23. ilb 06. - 16.09.2023

Nuala Ní Dhomhnaill

Nuala Ní Dhomhnaill gilt als die anerkannteste zeitgenössische irische Autorin. Sie wurde 1952 in Lancashire geboren und erlebte ihre frühe Kindheit als Tochter irischer Eltern in einer britischen Umgebung. Erst als die Familie 1957 nach Irland zog, nach Dingle Gaeltacht in Kerry, entdeckte Nuala die kulturellen Unterschiede zwischen Irland und England. Ihre Affinität zur gälischen Sprache hat nicht nur mit dem Aufwachsen in der ländlichen Gegend von Gaeltacht zu tun sondern mit Nualas frühen Ferienaufenthalten bei ihrer Tante in Kerry, die für sie eine wichtige weibliche Bezugsperson war, aber auch mit ihrem Wunsch, die Anerkennung ihres Vaters zu gewinnen, der aus West Kerry stammte und die irische Sprache liebte.

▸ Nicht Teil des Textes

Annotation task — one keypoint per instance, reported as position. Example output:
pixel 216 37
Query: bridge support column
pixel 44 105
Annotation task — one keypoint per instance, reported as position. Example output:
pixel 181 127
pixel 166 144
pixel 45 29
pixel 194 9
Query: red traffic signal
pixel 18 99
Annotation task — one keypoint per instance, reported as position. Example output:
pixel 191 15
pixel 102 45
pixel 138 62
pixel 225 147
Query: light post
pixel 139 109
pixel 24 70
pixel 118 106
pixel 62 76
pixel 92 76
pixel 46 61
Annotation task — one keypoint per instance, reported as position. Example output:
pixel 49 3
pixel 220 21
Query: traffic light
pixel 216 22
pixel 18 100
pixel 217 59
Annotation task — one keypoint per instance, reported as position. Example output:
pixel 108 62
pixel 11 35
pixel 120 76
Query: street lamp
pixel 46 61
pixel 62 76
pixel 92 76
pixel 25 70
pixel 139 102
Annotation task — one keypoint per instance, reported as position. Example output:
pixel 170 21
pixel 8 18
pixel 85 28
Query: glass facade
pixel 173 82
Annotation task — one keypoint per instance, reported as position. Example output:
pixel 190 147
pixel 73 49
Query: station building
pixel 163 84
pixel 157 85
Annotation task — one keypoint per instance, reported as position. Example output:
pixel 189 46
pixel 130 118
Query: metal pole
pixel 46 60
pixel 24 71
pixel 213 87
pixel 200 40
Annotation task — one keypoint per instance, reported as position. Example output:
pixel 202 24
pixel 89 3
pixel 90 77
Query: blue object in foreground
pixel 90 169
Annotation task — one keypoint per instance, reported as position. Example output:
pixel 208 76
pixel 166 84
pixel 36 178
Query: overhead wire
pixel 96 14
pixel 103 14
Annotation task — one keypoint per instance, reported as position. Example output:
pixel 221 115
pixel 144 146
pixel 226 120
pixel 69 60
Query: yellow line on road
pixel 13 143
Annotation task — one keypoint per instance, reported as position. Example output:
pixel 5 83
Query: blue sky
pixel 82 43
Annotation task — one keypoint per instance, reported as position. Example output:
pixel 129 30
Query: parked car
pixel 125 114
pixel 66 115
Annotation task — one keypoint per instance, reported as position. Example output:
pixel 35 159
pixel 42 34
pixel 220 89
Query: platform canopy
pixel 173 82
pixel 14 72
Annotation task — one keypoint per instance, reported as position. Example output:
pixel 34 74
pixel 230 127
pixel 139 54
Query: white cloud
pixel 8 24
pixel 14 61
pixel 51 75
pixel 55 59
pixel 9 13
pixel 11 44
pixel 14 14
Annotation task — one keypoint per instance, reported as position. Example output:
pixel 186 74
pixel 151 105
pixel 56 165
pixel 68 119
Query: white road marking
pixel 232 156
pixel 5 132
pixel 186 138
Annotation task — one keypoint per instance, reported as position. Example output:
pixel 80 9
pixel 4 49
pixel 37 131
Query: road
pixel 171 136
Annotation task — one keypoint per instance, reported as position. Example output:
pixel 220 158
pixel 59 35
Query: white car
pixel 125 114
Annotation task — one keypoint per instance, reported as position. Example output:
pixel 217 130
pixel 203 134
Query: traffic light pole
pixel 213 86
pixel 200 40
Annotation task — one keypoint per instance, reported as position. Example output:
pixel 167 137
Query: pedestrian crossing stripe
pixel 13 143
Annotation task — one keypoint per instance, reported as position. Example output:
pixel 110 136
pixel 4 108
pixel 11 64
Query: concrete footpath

Schon in der Schulzeit begann Nuala, Gedichte zu schreiben, und zwei dieser auf Englisch verfassten Texte wurden in der Schulzeitung veröffentlicht. Bereits zu diesem Zeitpunkt merkte sie, dass ihr das Schreiben auf Englisch unnatürlich und unangemessen vorkam. Deshalb schrieb sie eines der beiden Gedichte auf Irish um und schickte es bei einem Wettbewerb der Irish Times ein, wofür sie dann einen Preis erhielt. Nuala hatte somit ihre Berufung zum Schreiben gefunden – zum Schreiben auf Irisch. Sie besuchte das University College Cork und zog dann mit ihrem Ehemann nach Holland, einige Jahre später für mehrere Jahre in die Türkei. 1980 kehrte die Familie mit ihren vier Kindern nach Irland zurück, wo sie heute in Dublin wohnt.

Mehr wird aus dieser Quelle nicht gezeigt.